L’Europe fait-elle encore rêver les habitants de notre continent ? Pour le savoir, il faudrait au minimum qu’il y ait débat. Malheureusement, celui-ci est toujours plus ou moins escamoté lors des rendez-vous électoraux, la course à l’Élysée ne faisant pas exception.
Au premier trimestre de cette année, plusieurs évènements touchant l’édifice communautaire n’ont été qu’à peine évoqués en France. Ne citons que le changement de président de la République en Allemagne, la confirmation d’un véritable sentiment antieuropéen au Benelux, le débat virulent autour du “modèle nordique” en Suède ou l’élection de Martin Schultz au “perchoir” du Parlement européen. Certes les discussions autour de la Grèce, au niveau des chefs de gouvernement et de la BCE, ont beaucoup occupé l’actualité. Mais sans que l’on s’attarde trop aux approches sur ce thème de la Commission de Bruxelles ou aux débats du Parlement de Strasbourg, toujours aussi peu couverts par les médias télévisés français.
En un mot comme en cent, le repli sur les intérêts nationaux est visible un peu partout.
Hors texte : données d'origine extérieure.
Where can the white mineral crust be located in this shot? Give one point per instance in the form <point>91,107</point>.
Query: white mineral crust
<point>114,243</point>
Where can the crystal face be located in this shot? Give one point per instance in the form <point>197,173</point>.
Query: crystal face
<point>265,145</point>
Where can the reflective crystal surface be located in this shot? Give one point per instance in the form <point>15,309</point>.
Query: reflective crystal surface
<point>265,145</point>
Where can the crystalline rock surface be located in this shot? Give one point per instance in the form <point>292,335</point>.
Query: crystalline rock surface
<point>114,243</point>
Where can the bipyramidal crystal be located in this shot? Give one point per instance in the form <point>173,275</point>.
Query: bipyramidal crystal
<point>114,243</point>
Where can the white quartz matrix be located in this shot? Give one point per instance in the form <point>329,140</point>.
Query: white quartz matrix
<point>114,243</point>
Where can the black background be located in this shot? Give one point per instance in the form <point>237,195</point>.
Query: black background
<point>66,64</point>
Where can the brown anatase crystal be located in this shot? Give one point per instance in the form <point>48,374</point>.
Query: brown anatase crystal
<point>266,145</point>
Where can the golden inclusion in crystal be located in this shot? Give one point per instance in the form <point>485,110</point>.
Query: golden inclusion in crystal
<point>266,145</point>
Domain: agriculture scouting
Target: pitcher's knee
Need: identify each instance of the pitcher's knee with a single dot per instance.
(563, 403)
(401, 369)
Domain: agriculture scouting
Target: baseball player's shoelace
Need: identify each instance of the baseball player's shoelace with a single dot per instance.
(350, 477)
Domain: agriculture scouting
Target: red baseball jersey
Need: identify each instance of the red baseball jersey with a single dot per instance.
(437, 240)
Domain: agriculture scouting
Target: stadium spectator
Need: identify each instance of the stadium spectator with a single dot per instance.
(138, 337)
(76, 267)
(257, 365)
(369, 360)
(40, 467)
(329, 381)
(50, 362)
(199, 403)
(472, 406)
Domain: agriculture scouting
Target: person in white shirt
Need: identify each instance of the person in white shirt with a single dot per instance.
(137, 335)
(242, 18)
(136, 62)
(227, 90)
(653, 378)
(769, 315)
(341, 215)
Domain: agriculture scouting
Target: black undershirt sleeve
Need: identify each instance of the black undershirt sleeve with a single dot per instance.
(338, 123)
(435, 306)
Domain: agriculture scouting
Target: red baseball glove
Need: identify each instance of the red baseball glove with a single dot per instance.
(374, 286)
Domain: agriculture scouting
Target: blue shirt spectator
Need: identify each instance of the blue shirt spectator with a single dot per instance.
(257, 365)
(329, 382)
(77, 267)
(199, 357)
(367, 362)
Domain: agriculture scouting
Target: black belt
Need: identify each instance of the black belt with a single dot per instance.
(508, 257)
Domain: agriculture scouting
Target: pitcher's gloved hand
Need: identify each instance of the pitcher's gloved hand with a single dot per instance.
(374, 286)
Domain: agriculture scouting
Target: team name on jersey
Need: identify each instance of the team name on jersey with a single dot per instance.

On pourrait en prendre acte sans autre forme de procès si derrière l’éternelle question, presque philosophique, “Faut-il plus ou moins d’Europe ?”, ne s’en cachait une autre, très prosaïque : à quoi vont bien pouvoir servir toutes les institutions lourdes et coûteuses mises en place au cours des décennies précédentes si les Européens ne croient plus à leur utilité ?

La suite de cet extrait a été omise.